La campagne sur le Brexit a remis au premier plan une question centrale en politique : la capacité d’un peuple à décider de son destin. Au-delà de ceux qui ont voté pour le Leave, le slogan Taking our country back touchait juste, parce qu’il traduisait à la fois un sentiment de déprise – un défaut de souveraineté – et un désir de reprise. On peut être sensible à ces questions sans être nationaliste ou se reconnaître dans le « souverainisme ». Mais réinvestir la question de la souveraineté ouvre directement sur une difficulté majeure : où se situe aujourd’hui cette absente si présente ?

La souveraineté est une notion fondamentale dans la philosophie politique moderne. Le principe de la souveraineté du peuple, formulé avec netteté par Rousseau, n’épuise pas sa définition, qui ouvre sur au moins deux dimensions complémentaires : la souveraineté des nations dans le cadre du droit international, et le pouvoir d’un État de frapper monnaie, lever l’impôt, arbitrer ses dépenses, et façonner son environnement économique.

Ces trois dimensions de la souveraineté sont consubstantielles à la démocratie moderne et à son institution centrale, l’État. Elles occupent une place privilégiée dans les représentations, dans les textes de référence, dans la conversation civique.

Bien entendu, il n’en existe pas de version chimiquement pure, et à aucun moment de l’histoire moderne une pleine souveraineté n’a existé en quelque domaine que ce soit.
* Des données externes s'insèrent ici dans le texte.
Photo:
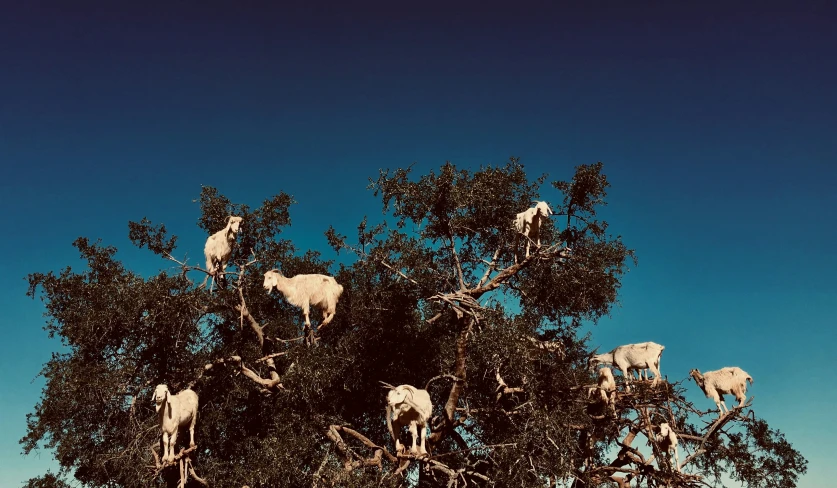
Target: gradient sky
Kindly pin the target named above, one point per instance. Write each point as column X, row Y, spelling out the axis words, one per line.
column 716, row 125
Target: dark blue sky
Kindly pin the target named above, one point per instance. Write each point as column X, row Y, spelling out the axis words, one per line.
column 715, row 123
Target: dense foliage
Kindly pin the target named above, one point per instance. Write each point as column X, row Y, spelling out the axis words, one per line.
column 435, row 296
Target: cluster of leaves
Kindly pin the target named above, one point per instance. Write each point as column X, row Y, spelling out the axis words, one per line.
column 441, row 299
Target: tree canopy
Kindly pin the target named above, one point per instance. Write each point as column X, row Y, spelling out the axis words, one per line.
column 435, row 295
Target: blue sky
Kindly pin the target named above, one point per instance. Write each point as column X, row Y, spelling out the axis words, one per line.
column 715, row 123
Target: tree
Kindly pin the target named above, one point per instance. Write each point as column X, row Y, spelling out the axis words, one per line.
column 433, row 297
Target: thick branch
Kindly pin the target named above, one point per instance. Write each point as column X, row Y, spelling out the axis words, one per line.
column 490, row 268
column 460, row 372
column 462, row 286
column 504, row 275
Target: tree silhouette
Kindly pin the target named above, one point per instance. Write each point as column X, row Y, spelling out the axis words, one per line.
column 433, row 297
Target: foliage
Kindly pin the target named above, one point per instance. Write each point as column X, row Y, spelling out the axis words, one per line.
column 434, row 298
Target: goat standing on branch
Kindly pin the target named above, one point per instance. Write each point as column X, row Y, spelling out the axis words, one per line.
column 528, row 223
column 725, row 381
column 305, row 290
column 218, row 248
column 410, row 406
column 667, row 441
column 631, row 356
column 175, row 411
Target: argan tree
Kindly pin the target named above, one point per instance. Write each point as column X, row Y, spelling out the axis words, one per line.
column 435, row 296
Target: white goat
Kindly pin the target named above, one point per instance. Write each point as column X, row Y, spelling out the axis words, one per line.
column 175, row 411
column 606, row 388
column 412, row 407
column 631, row 356
column 725, row 381
column 305, row 290
column 667, row 441
column 528, row 223
column 218, row 248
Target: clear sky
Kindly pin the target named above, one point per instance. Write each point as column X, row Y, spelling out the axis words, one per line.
column 716, row 125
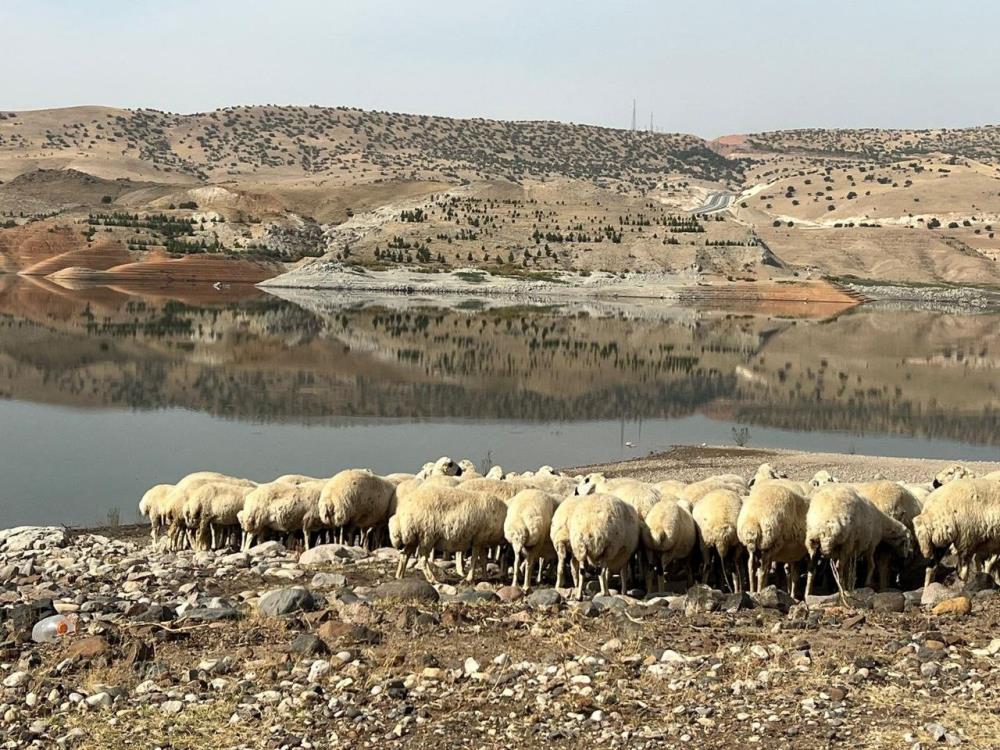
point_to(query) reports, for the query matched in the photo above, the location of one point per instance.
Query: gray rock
(701, 598)
(267, 548)
(935, 594)
(308, 644)
(888, 601)
(407, 590)
(328, 553)
(210, 614)
(471, 596)
(328, 581)
(544, 598)
(737, 602)
(22, 538)
(172, 707)
(823, 600)
(100, 700)
(282, 602)
(979, 582)
(610, 602)
(154, 613)
(774, 598)
(936, 731)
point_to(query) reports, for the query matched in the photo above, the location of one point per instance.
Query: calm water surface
(108, 391)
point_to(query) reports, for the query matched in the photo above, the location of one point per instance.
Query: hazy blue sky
(705, 68)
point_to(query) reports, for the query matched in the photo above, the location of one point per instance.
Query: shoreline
(689, 463)
(272, 648)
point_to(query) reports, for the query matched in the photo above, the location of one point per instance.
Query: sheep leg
(476, 555)
(529, 567)
(404, 560)
(792, 571)
(706, 564)
(725, 575)
(835, 566)
(424, 557)
(810, 574)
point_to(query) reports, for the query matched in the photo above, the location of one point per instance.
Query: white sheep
(527, 528)
(640, 495)
(178, 533)
(211, 511)
(843, 526)
(896, 502)
(559, 535)
(668, 534)
(153, 506)
(951, 473)
(284, 508)
(716, 516)
(694, 492)
(962, 516)
(603, 533)
(356, 499)
(772, 526)
(451, 519)
(444, 466)
(397, 478)
(296, 479)
(670, 487)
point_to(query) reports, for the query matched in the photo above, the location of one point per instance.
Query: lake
(106, 391)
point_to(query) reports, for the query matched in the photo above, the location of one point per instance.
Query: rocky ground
(270, 649)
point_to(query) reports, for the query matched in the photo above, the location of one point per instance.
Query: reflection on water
(322, 374)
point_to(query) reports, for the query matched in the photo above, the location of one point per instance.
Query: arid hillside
(119, 195)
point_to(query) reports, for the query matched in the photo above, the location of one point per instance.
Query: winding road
(715, 202)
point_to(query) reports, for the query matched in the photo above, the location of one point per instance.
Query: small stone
(888, 601)
(935, 594)
(172, 707)
(319, 669)
(282, 602)
(960, 606)
(544, 598)
(836, 693)
(701, 598)
(17, 679)
(510, 593)
(936, 731)
(774, 598)
(307, 644)
(406, 590)
(328, 581)
(99, 700)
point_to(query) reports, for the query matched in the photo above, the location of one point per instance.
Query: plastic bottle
(52, 628)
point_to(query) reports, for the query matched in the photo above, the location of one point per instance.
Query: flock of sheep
(731, 531)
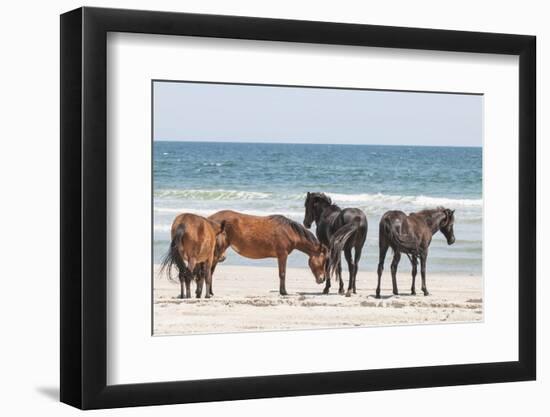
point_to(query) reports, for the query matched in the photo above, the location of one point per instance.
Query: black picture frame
(84, 207)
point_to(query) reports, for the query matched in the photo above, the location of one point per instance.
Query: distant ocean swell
(263, 179)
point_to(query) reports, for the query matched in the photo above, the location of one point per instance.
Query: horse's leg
(208, 278)
(423, 259)
(347, 253)
(340, 280)
(326, 290)
(198, 276)
(188, 279)
(356, 258)
(382, 257)
(414, 262)
(394, 263)
(282, 273)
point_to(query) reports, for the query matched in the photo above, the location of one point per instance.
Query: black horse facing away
(412, 236)
(338, 230)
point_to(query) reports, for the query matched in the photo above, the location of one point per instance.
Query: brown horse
(412, 235)
(274, 236)
(197, 241)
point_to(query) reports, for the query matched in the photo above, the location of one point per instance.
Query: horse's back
(354, 214)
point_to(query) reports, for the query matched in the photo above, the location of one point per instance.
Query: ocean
(268, 178)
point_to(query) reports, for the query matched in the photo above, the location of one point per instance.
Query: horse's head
(446, 226)
(317, 264)
(221, 243)
(314, 205)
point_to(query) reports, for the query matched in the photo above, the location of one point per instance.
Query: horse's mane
(297, 227)
(430, 212)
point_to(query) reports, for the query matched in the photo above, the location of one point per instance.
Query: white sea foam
(338, 198)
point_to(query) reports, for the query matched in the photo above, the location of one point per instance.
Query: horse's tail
(173, 256)
(339, 240)
(396, 239)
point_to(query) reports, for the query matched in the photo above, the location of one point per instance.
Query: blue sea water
(266, 178)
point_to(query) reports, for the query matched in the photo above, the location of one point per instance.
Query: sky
(185, 111)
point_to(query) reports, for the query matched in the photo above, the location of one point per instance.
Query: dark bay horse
(274, 236)
(339, 230)
(199, 242)
(412, 235)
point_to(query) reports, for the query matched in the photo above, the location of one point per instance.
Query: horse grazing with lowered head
(339, 230)
(259, 237)
(412, 236)
(201, 243)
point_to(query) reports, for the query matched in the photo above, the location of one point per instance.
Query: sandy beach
(246, 298)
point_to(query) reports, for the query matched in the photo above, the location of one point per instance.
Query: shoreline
(246, 299)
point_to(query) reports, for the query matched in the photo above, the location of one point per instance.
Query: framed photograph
(257, 208)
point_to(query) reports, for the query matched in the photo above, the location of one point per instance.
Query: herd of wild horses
(198, 243)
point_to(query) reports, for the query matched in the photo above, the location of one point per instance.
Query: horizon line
(313, 143)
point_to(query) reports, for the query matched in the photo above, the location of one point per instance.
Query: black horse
(412, 236)
(338, 230)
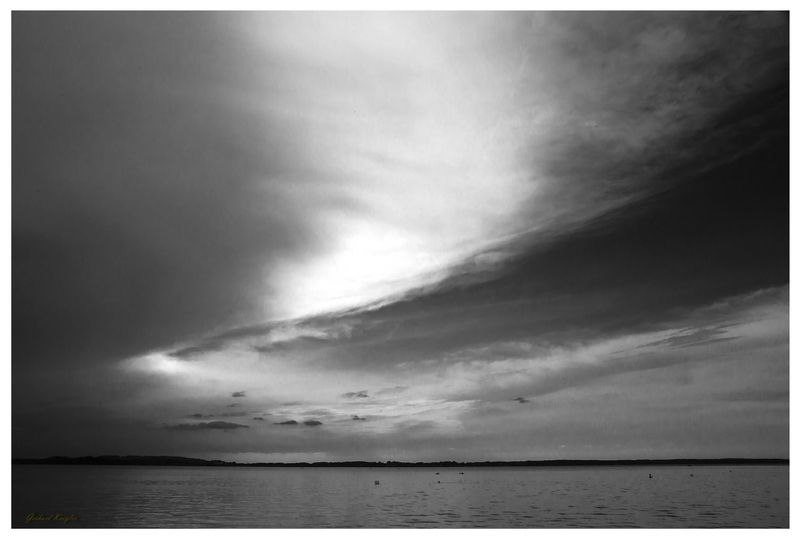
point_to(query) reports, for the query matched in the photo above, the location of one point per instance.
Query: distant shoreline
(193, 462)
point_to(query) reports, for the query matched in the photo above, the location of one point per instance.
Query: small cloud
(207, 425)
(389, 391)
(194, 350)
(361, 393)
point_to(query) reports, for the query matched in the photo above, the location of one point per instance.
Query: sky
(401, 236)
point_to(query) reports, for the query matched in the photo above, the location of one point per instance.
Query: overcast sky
(400, 236)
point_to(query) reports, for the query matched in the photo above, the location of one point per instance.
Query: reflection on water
(553, 497)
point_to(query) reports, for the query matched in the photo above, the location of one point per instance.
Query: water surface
(494, 497)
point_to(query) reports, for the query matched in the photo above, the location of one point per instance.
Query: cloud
(391, 391)
(359, 394)
(207, 425)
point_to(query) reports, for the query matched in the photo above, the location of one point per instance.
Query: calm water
(676, 496)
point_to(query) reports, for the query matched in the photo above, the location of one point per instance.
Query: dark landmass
(192, 462)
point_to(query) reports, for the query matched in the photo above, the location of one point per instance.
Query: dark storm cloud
(757, 395)
(723, 234)
(142, 206)
(692, 338)
(206, 425)
(359, 394)
(391, 391)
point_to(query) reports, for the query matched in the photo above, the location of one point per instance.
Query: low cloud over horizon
(427, 236)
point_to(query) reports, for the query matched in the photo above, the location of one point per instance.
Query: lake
(493, 497)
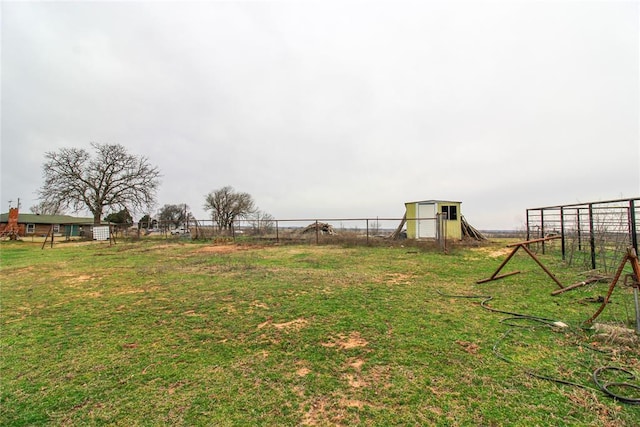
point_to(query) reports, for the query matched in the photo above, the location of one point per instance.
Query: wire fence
(311, 230)
(594, 235)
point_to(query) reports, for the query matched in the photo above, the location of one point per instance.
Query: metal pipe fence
(595, 235)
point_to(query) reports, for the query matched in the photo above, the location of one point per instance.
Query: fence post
(632, 228)
(562, 232)
(367, 230)
(592, 237)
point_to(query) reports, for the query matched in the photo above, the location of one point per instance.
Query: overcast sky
(333, 109)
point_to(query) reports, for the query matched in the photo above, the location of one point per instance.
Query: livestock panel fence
(594, 235)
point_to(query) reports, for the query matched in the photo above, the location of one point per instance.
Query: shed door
(427, 223)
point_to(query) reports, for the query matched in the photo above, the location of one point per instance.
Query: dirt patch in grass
(225, 249)
(343, 342)
(293, 325)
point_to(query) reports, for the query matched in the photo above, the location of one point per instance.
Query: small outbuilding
(433, 219)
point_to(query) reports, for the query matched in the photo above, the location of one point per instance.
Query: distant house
(433, 219)
(41, 225)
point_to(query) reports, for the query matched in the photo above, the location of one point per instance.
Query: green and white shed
(434, 219)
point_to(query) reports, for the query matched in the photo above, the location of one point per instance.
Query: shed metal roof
(47, 219)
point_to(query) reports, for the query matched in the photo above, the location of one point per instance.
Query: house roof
(47, 219)
(432, 201)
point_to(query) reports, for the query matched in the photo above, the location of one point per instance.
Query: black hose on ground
(605, 387)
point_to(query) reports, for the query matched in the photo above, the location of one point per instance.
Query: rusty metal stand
(632, 258)
(523, 245)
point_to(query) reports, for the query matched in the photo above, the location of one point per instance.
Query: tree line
(112, 180)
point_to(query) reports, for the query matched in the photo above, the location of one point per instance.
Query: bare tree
(175, 215)
(226, 205)
(113, 178)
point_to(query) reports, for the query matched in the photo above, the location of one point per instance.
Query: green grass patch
(181, 333)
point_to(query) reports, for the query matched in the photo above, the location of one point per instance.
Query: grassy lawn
(181, 333)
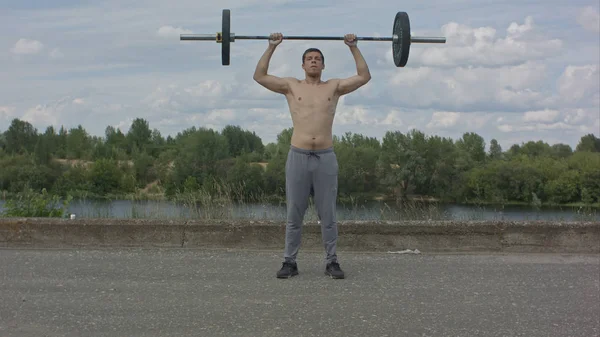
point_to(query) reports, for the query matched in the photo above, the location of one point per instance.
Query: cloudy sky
(511, 70)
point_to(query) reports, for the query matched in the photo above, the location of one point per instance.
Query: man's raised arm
(273, 83)
(348, 85)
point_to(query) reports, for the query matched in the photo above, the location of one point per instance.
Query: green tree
(21, 137)
(588, 143)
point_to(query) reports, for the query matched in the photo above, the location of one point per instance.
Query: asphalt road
(235, 293)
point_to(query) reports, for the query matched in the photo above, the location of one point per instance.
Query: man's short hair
(311, 50)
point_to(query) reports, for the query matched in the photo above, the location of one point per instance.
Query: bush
(32, 204)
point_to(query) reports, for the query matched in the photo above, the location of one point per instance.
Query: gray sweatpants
(309, 172)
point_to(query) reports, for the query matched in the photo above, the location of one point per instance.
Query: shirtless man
(311, 164)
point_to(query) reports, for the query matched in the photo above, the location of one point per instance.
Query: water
(372, 211)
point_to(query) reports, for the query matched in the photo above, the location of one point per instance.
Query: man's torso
(313, 108)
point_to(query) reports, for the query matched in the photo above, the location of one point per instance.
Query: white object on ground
(406, 251)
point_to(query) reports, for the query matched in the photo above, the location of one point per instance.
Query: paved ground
(234, 293)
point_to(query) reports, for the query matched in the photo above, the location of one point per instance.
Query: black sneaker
(334, 271)
(288, 270)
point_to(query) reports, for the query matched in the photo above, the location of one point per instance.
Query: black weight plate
(401, 46)
(226, 33)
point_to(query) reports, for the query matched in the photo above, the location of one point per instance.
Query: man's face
(313, 63)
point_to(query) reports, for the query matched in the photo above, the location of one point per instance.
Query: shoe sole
(334, 277)
(289, 276)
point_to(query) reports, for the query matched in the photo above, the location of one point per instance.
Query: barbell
(401, 38)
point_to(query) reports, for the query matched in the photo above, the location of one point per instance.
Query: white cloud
(27, 47)
(578, 83)
(172, 32)
(589, 18)
(545, 116)
(56, 54)
(7, 113)
(443, 119)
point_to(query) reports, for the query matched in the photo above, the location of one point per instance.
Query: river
(371, 211)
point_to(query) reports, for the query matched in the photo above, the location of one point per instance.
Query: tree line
(402, 166)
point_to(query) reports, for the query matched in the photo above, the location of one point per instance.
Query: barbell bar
(401, 38)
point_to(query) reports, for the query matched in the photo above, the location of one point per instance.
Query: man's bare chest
(313, 97)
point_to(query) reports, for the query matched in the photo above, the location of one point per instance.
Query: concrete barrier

Les États-nations du XIXe siècle, qui en furent l’expression la plus aboutie dans l’ordre international, étaient pris dans le jeu de l’équilibre des puissances. Les crises de la dette souveraine sont aussi anciennes que la monnaie et rappellent l’autonomie toute relative dont jouissent les États dans leur politique monétaire et fiscale. Le peuple souverain, enfin, est obligé de remettre son pouvoir à des représentants sur lesquels il n’exerce qu’un contrôle ponctuel et limité.

Bref, si la souveraineté est un concept opératoire indispensable aux démocraties modernes, ce concept se dilue à l’épreuve de la réalité. Et depuis quelques décennies ce phénomène de dilution a incontestablement tendance à s’accentuer.

Dans les relations internationales, les puissances moyennes que sont la France et la Grande-Bretagne ont appris dès 1956 qu’elles n’avaient plus les moyens de mener une politique autonome. En ce début de XXIe siècle les grandes puissances – les États-Unis à l’échelle du globe, la Russie et la Chine dans leur étranger proche – ont du mal à se dépêtrer d’un ordre international qui s’impose à elles malgré ses faiblesses manifestes. Beijing en mer de Chine, Moscou en Ukraine et en Syrie, Washington au Proche-Orient ne s’affranchissent des règles communes ou de la volonté de leurs concurrents qu’en en payant le prix fort, et avec des résultats pour le moins mitigés. Les autres pays pratiquent au mieux une forme de neutralité, au pire ils font l’expérience d’une « souveraineté limitée » au sens de Leonid Brejnev. D’une manière générale l’interdépendance et l’hétéronomie s’imposent à tous.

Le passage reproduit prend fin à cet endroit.